[Date Prev][Date Next][Thread Prev][Thread Next][Date Index][Thread Index]
Re: symbol_type::token () removed?
From: |
Akim Demaille |
Subject: |
Re: symbol_type::token () removed? |
Date: |
Thu, 2 Jan 2020 08:27:42 +0100 |
Hi Wolgang,
Finally a bug report! 3.5 was released three weeks ago, and usually
bug reports arrive very soon after the release. I was getting worried :)
> Le 1 janv. 2020 à 23:51, Wolfgang Thaller <address@hidden> a écrit :
>
> Commit 8c87a623 says:
>
>> c++: get rid of symbol_type::token ()
>> It is not used. And its implementation was wrong when api.token.raw
>> was defined, as it was still mapping to the external token numbers,
>> instead of the internal ones. Besides it was provided only when
>> api.token.constructor is defined, yet always declared.
>>
>> * data/skeletons/c++.m4 (by_type::token): Remove, useless.
>
> Well, I disagree. It's not useless, I'm using it,
:)
About a year ago, I wrote to you
>> The thing is that I don't know how people are using these types: they do
>> things that are not documented, and as such, are not considered part of the
>> contract.
and that's another instance of that pattern.
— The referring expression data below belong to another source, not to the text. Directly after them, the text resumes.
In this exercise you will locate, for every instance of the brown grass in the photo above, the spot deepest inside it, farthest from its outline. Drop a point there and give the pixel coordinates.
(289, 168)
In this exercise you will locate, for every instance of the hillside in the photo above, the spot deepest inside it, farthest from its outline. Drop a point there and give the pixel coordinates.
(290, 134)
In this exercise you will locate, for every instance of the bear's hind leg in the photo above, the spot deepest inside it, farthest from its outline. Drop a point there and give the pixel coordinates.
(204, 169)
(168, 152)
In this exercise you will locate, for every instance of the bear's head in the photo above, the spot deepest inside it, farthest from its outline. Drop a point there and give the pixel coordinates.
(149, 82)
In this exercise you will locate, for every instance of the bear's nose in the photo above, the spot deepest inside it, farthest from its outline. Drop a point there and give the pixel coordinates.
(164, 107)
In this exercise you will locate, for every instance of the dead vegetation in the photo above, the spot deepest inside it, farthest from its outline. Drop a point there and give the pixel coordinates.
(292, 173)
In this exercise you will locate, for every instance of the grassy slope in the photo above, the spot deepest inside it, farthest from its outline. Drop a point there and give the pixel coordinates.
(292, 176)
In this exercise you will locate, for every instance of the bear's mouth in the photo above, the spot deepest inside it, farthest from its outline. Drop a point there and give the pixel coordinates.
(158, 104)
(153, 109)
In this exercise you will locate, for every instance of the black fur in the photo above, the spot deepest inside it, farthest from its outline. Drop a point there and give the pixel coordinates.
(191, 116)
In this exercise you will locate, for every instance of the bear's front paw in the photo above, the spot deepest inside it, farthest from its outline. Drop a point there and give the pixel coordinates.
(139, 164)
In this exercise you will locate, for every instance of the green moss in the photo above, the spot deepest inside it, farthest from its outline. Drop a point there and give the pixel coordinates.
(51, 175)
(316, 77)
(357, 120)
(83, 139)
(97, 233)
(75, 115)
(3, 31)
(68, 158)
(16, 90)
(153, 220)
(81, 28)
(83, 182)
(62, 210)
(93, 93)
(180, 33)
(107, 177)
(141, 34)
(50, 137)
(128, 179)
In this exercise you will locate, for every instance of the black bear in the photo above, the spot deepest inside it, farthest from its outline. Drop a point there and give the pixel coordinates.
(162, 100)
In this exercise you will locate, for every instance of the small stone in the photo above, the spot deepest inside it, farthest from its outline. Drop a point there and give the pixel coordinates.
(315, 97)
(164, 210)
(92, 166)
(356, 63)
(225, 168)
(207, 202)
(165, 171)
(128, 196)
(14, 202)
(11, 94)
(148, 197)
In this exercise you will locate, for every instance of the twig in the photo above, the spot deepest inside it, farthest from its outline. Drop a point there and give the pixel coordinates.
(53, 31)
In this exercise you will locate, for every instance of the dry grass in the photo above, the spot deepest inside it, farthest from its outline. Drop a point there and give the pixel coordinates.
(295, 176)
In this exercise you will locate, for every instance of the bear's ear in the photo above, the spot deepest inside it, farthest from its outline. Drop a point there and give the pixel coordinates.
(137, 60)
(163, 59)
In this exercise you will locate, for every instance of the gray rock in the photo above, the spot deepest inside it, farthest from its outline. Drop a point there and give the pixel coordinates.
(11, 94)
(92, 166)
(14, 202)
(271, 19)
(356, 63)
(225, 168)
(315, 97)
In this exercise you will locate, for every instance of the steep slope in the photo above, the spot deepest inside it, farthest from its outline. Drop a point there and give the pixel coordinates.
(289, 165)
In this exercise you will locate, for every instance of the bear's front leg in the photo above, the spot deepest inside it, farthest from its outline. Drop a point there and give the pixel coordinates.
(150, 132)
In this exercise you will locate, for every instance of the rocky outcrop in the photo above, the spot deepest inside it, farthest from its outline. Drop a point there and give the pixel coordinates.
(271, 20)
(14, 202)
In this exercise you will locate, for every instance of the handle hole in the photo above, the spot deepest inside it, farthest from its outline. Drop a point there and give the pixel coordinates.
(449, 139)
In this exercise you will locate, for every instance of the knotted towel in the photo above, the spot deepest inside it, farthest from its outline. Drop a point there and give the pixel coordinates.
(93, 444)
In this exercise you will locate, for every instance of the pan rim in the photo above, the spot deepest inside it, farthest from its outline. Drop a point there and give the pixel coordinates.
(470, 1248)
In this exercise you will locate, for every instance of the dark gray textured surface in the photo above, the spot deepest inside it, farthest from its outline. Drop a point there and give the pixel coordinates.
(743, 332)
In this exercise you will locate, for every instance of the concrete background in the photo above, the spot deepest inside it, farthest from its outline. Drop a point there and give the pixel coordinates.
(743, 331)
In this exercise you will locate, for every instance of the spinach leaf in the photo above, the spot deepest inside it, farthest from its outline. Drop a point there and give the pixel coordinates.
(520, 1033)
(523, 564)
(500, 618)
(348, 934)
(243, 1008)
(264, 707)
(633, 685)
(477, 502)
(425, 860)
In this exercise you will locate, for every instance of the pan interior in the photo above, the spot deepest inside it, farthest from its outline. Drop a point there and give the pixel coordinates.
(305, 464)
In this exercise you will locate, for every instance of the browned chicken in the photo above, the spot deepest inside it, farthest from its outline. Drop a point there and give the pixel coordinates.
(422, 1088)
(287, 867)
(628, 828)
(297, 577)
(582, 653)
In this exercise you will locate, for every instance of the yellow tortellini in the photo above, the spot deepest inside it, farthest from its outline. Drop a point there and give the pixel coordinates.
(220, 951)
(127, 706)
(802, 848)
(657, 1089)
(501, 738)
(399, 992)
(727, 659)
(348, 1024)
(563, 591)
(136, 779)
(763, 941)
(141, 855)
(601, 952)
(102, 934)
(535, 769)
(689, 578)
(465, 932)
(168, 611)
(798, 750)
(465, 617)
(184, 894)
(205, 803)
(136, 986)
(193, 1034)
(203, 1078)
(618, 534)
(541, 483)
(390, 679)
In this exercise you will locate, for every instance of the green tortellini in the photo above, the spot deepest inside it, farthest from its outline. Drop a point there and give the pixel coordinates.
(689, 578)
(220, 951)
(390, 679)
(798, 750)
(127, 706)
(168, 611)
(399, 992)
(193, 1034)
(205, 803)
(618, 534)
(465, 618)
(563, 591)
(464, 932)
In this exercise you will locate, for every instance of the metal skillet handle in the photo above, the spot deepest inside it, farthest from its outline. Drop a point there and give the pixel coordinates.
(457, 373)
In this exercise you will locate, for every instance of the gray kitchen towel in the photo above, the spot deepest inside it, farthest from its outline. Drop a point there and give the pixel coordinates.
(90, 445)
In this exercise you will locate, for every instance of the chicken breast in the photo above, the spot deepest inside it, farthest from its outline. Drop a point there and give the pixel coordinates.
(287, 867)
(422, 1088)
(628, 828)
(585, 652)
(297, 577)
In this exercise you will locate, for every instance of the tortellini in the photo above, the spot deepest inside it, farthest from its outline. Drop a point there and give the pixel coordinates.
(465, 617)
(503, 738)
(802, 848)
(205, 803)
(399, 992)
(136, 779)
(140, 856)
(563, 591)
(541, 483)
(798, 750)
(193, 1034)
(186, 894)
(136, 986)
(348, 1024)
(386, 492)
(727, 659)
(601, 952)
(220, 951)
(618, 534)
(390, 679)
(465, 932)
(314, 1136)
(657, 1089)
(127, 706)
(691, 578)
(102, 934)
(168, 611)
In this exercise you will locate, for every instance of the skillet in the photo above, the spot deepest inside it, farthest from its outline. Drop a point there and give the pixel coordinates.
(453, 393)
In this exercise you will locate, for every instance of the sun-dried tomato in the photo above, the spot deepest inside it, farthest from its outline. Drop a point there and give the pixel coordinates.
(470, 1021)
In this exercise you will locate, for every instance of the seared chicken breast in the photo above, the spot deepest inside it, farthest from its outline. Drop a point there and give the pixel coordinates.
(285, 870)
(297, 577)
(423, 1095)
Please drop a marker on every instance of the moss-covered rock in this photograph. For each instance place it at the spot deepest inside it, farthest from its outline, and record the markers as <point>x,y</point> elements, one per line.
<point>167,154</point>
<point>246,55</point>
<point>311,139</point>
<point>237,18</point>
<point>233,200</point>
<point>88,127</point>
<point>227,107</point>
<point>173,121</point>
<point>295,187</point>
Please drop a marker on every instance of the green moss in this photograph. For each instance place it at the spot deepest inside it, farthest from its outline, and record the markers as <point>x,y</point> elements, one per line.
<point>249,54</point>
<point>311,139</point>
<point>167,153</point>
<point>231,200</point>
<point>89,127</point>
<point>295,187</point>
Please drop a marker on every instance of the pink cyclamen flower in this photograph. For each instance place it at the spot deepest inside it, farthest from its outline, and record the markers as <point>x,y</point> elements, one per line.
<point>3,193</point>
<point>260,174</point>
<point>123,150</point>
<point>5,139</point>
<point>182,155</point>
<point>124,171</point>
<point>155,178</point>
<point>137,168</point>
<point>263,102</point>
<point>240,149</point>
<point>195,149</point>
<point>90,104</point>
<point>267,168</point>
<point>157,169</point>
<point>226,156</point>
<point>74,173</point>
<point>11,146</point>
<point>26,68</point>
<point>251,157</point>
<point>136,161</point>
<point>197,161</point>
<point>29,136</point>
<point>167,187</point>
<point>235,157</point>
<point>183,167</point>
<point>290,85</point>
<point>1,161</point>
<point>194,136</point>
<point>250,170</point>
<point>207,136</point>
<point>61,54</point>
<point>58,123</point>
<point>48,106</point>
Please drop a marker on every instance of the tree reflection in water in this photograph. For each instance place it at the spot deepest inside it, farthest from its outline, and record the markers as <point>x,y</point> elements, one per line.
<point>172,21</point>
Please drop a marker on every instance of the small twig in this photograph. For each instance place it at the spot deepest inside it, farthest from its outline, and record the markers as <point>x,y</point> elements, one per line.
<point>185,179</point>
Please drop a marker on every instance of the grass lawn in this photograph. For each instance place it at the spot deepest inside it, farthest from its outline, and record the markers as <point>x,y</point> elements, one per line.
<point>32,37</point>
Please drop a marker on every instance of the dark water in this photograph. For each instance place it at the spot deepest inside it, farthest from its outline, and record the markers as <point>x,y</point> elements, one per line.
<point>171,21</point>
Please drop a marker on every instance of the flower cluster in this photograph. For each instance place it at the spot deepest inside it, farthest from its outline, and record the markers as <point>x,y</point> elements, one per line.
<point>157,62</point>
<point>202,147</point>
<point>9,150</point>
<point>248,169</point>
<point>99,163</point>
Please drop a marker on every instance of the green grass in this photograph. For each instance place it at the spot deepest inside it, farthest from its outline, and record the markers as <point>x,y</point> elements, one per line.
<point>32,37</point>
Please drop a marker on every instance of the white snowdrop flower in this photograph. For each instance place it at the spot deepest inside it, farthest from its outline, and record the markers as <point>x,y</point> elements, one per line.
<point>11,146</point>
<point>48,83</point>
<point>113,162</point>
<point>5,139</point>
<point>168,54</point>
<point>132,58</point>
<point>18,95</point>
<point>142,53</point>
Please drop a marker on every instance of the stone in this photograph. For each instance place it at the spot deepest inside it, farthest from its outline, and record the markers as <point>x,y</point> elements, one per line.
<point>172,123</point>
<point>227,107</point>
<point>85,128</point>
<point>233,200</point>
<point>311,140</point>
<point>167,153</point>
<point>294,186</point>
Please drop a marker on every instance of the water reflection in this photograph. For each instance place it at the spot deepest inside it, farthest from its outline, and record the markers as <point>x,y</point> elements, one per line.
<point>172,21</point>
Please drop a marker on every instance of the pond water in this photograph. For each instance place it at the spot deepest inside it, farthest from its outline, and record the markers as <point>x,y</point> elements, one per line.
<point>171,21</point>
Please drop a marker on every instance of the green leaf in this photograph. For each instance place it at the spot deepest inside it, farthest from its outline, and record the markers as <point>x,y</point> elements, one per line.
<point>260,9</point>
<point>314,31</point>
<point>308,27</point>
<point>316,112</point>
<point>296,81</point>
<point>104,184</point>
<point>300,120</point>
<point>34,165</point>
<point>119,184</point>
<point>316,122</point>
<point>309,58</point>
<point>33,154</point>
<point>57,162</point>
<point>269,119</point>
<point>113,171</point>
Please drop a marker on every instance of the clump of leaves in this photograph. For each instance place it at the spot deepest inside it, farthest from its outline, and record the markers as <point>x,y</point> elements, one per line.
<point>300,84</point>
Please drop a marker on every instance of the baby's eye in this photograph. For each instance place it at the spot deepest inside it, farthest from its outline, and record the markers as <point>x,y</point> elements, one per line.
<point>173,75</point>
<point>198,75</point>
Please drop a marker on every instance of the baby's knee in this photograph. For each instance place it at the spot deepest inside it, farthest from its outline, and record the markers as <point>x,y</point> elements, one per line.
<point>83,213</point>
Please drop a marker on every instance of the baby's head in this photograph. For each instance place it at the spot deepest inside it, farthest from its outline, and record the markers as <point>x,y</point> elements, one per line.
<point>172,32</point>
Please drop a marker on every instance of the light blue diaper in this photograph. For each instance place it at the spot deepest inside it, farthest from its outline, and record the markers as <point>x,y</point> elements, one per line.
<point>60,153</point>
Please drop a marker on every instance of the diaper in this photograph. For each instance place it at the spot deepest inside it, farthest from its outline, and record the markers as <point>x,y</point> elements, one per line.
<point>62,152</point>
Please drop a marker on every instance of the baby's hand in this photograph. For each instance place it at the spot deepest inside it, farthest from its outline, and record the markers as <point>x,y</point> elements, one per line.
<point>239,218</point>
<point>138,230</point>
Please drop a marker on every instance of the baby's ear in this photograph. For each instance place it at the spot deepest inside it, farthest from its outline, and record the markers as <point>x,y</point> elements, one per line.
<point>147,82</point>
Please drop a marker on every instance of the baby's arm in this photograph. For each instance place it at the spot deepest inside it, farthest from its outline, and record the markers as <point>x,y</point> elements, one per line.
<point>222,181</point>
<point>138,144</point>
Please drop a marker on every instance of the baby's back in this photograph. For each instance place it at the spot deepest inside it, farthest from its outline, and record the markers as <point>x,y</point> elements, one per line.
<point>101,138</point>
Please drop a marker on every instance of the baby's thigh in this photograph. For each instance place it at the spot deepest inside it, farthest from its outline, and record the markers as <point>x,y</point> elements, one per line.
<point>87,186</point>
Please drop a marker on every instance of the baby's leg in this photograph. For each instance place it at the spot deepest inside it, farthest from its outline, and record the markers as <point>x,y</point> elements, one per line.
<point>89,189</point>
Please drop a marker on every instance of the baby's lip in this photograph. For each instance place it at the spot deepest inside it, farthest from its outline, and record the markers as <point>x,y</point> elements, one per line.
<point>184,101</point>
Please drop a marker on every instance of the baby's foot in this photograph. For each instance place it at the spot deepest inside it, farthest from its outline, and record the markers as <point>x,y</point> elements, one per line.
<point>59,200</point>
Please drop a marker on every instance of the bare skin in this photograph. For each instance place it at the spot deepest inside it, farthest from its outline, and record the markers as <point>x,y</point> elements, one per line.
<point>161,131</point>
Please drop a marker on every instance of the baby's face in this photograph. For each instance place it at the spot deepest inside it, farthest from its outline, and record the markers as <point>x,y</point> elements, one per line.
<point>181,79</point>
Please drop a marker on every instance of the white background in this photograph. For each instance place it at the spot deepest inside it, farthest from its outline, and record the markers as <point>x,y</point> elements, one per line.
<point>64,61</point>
> and I think my use case is legitimate.
>
> [...]
> So I have things like:
>
> Lexer lex("12345");
> symbol_type t = lex.nextToken();
> assert(t.token() == token::INTLIT);
> assert(t.value.as<int>() == 12345);
which gives me the impression that the real use case would be something like
assert(t == token::make_INTLIT(12345))
WDYT? Hum. That would require operator==, which would generate a lot
of code. And it would require the value types to support ==, which so
far we do not require.
> ... which suddenly stopped working.
>
> Fortunately, I can instead do...
>
> assert(t.type_get() == by_type(token::INTLIT).type_get());
>
> ... but that's a bit ugly.
That's because yytranslate_ is private, otherwise it could be
assert(t.type_get() == yytranslate_(token::INTLIT));
> In general, I think symbol_type should always provide enough public API
> in order to allow inspecting it. In my case, I only need it for
> implementing tests, but it general it might be useful when writing the
> lexer, as well.
The reason I was very happy to get rid of it is that it's kind of big:
it includes a table whose size is the number of tokens. I try to keep
our parsers thin. Commit 8c87a623 is:
- ]b4_inline([$1])b4_parser_class[::token_type
- ]b4_parser_class[::by_type::token () const YY_NOEXCEPT
- {
- // YYTOKNUM[NUM] -- (External) token number corresponding to the
- // (internal) symbol number NUM (which must be that of a token). */
- static
- const ]b4_int_type_for([b4_toknum])[
- yytoken_number_[] =
- {
- ]b4_toknum[
- };
- return token_type (yytoken_number_[type]);
- }
Have you given a shot at api.token.raw? In that case symbol_type::token()
would be really thin: it would just return 'type'.
> P.S.: Keep up the good work, bison is my favorite way of parsing things
> using C++....
Thanks a lot for saying :)